The Man and the Lightning
A MAN Running for Office was overtaken by Lightning.
"You see," said the Lightning, as it crept past him inch by inch, "I can travel considerably faster than you."
"Yes," the Man Running for Office replied, "but think how much longer I keep going!"
The Lassoed Bear
A HUNTER who had lassoed a Bear was trying to disengage himself from the rope, but the slip-knot about his wrist would not yield, for the Bear was all the time pulling in the slack with his paws. In the midst of his trouble the Hunter saw a Showman passing by, and managed to attract his attention.
"What will you give me," he said, "for my Bear?"
"It will be some five or ten minutes," said the Showman, "before I shall want a fresh Bear, and it looks to me as if prices would fall during that time. I think I'll wait and watch the market."
"The price of this animal," the Hunter replied, "is down to bed- rock; you can have him for nothing a pound, spot cash, and I'll throw in the next one that I lasso. But the purchaser must remove the goods from the premises forthwith, to make room for three man- eating tigers, a cat-headed gorilla, and an armful of rattlesnakes."

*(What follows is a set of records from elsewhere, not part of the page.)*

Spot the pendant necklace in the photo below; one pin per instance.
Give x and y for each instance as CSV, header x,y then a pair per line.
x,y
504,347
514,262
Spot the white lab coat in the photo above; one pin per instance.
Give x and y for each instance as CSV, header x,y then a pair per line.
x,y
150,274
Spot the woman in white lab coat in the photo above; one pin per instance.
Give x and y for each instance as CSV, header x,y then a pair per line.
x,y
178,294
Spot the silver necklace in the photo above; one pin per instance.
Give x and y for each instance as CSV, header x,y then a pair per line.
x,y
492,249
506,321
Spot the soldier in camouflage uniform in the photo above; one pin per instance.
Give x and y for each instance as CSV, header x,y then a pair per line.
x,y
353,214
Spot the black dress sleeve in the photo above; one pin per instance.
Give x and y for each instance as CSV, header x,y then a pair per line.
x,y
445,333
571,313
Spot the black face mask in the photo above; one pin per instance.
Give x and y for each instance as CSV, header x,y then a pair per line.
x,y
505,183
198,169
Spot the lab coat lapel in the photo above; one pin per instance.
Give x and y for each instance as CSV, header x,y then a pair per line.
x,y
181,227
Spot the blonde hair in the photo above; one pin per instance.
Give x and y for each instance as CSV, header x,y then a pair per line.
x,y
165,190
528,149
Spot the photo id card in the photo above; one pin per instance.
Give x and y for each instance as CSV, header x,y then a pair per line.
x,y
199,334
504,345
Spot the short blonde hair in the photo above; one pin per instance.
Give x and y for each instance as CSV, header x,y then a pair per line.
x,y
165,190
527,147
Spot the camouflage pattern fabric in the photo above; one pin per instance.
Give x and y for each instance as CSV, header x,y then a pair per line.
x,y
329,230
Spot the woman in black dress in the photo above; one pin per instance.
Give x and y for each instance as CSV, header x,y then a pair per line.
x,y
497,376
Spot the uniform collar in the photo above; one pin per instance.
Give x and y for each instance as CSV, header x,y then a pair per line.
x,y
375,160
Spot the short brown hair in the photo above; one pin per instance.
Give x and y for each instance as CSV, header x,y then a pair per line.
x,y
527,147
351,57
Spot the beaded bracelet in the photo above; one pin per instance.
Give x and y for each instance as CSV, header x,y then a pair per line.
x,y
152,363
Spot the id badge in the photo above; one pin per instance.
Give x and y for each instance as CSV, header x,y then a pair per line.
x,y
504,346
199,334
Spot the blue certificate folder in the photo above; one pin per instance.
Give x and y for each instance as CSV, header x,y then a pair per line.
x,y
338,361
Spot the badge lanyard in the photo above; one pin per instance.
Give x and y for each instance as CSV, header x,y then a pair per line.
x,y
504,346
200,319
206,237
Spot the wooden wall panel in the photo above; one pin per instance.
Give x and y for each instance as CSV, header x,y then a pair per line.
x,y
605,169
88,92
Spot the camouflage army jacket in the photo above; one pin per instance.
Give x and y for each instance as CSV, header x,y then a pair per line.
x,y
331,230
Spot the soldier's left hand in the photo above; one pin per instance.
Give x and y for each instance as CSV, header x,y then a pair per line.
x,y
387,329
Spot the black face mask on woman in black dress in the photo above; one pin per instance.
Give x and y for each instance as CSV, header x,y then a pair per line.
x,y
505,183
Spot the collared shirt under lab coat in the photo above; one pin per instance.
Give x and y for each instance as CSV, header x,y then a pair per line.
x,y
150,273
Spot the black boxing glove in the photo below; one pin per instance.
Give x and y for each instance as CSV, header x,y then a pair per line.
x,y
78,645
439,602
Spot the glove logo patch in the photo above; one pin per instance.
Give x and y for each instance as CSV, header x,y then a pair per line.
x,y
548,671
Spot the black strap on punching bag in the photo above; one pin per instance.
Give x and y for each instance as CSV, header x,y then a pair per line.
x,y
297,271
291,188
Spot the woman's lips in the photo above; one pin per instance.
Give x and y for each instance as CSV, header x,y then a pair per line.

But the Showman passed on, in maiden meditation, fancy free, and being joined soon afterward by the Bear, who was absently picking his teeth, it was inferred that they were not unacquainted.
The Ineffective Rooter
A DRUNKEN Man was lying in the road with a bleeding nose, upon which he had fallen, when a Pig passed that way.
"You wallow fairly well," said the Pig, "but, my fine fellow, you have much to learn about rooting."
A Protagonist of Silver
SOME Financiers who were whetting their tongues on their teeth because the Government had "struck down" silver, and were about to "inaugurate" a season of sweatshed, were addressed as follows by a Member of their honourable and warlike body:
"Comrades of the thunder and companions of death, I cannot but regard it as singularly fortunate that we who by conviction and sympathy are designated by nature as the champions of that fairest of her products, the white metal, should also, by a happy chance, be engaged mostly in the business of mining it. Nothing could be more appropriate than that those who from unselfish motives and elevated sentiments are doing battle for the people's rights and interests, should themselves be the chief beneficiaries of success. Therefore, O children of the earthquake and the storm, let us stand shoulder to shoulder, heart to heart, and pocket to pocket!"
This speech so pleased the other Members of the convention that, actuated by a magnanimous impulse, they sprang to their feet and left the hall. It was the first time they had ever been known to leave anything having value.
The Holy Deacon
AN Itinerant Preacher who had wrought hard in the moral vineyard for several hours whispered to a Holy Deacon of the local church:
"Brother, these people know you, and your active support will bear fruit abundantly. Please pass the plate for me, and you shall have one fourth."